I want to consume a Kafka topic into a table using Flink SQL, then convert it back to a DataStream.
Here is the SOURCE_DDL
:
CREATE TABLE kafka_source (
user_id BIGINT,
datetime TIMESTAMP(3),
last_5_clicks STRING
) WITH (
'connector' = 'kafka',
'topic' = 'aiinfra.fct.userfeature.0',
'properties.bootstrap.servers' = 'localhost:9092',
'properties.group.id' = 'test-group',
'format' = 'json'
)
With Flink, I execute the DDL.
val settings = EnvironmentSettings.newInstance.build
val streamEnv = StreamExecutionEnvironment.getExecutionEnvironment
val tableEnv = StreamTableEnvironment.create(streamEnv, settings)
tableEnv.executeSql(SOURCE_DDL)
val table = tableEnv.from("kafka_source")
Then, I convert it into DataStream, and do downstream logic in the map(e => ...)
part.
tableEnv.toRetractStream[(Long, java.sql.Timestamp, String)](table).map(e => ...)
Inside the map(e => ...)
part, I would like to access the column name, in this case, last_5_clicks
. Why?
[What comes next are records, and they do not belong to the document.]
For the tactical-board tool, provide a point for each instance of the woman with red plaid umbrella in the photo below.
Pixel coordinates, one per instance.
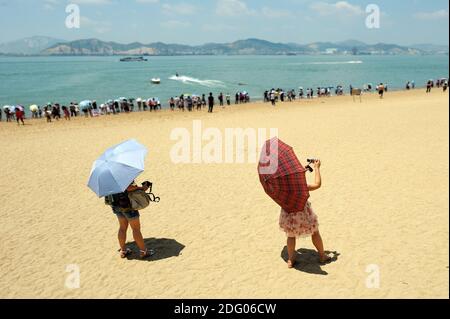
(304, 224)
(283, 179)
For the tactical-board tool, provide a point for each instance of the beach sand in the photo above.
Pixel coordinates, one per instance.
(383, 206)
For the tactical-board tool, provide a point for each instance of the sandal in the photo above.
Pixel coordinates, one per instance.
(125, 253)
(326, 260)
(147, 253)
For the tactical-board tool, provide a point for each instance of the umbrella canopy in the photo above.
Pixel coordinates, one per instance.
(117, 168)
(85, 104)
(282, 176)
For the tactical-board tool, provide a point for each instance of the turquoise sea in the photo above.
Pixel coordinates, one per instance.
(39, 80)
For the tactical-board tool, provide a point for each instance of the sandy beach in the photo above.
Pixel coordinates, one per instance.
(384, 205)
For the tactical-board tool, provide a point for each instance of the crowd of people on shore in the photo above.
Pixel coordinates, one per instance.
(186, 102)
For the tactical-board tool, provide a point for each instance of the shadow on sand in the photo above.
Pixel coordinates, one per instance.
(164, 248)
(308, 260)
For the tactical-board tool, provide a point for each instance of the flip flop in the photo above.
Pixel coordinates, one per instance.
(147, 253)
(125, 253)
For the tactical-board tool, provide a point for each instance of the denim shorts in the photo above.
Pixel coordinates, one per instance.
(129, 216)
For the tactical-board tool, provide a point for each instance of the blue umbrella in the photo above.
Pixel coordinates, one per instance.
(85, 104)
(117, 168)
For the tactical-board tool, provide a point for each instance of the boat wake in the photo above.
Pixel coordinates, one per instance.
(188, 80)
(330, 63)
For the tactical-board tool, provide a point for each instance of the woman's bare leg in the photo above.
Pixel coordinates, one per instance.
(137, 235)
(122, 235)
(318, 243)
(291, 251)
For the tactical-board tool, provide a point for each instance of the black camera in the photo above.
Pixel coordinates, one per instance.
(309, 168)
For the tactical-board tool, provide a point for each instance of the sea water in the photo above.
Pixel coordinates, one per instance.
(40, 80)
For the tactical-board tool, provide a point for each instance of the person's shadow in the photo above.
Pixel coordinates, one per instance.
(164, 248)
(308, 260)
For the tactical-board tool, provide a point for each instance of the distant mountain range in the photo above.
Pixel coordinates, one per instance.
(28, 46)
(94, 47)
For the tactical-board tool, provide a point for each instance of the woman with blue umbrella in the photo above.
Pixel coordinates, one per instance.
(112, 177)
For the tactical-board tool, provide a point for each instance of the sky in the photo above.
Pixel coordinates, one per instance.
(402, 22)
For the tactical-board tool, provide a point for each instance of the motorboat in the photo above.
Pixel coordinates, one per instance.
(133, 59)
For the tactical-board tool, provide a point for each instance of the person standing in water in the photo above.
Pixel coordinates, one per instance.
(304, 224)
(20, 114)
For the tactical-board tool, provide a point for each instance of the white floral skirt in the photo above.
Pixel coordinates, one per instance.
(301, 224)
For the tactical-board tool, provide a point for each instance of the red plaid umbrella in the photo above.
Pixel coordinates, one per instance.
(282, 176)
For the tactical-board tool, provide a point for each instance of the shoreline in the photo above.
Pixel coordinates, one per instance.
(254, 102)
(376, 190)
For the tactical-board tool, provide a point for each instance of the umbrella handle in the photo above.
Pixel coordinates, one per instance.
(154, 198)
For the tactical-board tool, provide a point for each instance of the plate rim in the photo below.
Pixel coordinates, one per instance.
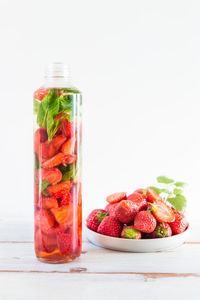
(139, 240)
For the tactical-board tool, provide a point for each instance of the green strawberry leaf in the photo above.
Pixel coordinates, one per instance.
(180, 184)
(178, 202)
(164, 179)
(178, 191)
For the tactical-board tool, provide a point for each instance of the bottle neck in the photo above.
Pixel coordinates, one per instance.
(57, 75)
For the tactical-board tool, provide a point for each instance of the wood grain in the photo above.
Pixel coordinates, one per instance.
(98, 273)
(20, 286)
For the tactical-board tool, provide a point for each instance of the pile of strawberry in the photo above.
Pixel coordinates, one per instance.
(143, 214)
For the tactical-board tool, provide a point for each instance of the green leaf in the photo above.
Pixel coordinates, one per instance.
(70, 90)
(44, 185)
(36, 105)
(144, 191)
(178, 202)
(180, 184)
(154, 188)
(163, 179)
(178, 191)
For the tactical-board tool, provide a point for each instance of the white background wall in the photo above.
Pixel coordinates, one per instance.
(138, 66)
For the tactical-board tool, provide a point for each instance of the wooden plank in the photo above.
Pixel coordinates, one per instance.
(17, 230)
(96, 286)
(183, 260)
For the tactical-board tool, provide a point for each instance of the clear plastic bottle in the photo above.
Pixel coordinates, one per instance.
(57, 168)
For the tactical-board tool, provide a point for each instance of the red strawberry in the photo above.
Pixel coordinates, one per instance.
(69, 159)
(39, 246)
(139, 200)
(57, 142)
(129, 232)
(36, 194)
(59, 116)
(64, 242)
(46, 150)
(145, 222)
(54, 161)
(95, 218)
(68, 128)
(180, 223)
(44, 220)
(110, 208)
(61, 214)
(162, 230)
(116, 197)
(40, 136)
(49, 242)
(68, 147)
(65, 199)
(162, 212)
(52, 175)
(110, 226)
(126, 211)
(59, 189)
(40, 93)
(152, 196)
(49, 202)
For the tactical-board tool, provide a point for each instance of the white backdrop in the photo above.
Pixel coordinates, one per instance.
(138, 66)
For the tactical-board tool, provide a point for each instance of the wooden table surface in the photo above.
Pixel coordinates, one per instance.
(98, 273)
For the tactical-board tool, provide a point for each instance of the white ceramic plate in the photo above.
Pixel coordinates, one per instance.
(143, 245)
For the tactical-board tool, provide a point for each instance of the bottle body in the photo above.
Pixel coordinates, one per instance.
(57, 174)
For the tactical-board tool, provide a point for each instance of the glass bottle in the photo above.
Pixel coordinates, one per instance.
(57, 167)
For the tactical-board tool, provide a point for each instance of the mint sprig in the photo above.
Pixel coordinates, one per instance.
(51, 106)
(171, 192)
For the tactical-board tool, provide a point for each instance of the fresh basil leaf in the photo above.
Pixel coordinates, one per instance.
(36, 105)
(178, 202)
(154, 188)
(180, 184)
(164, 179)
(70, 90)
(178, 191)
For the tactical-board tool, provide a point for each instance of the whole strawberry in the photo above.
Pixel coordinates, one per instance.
(95, 218)
(145, 222)
(139, 200)
(162, 230)
(116, 197)
(126, 211)
(110, 208)
(180, 223)
(110, 226)
(129, 232)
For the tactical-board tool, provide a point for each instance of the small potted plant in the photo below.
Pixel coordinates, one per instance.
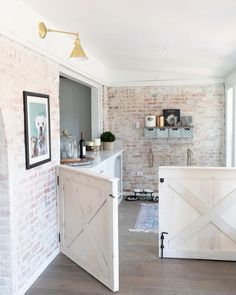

Because I may have different sources with different columns names (such as last_10min_page_view
), but I would like to reuse the code in map(e => ...)
.
Is there a way to do this? Thanks.
As of Flink 1.12, it can be accessed via Table.getSchema.getFieldNames
. Since version 1.13, it can be accessed via Row.getFieldNames
.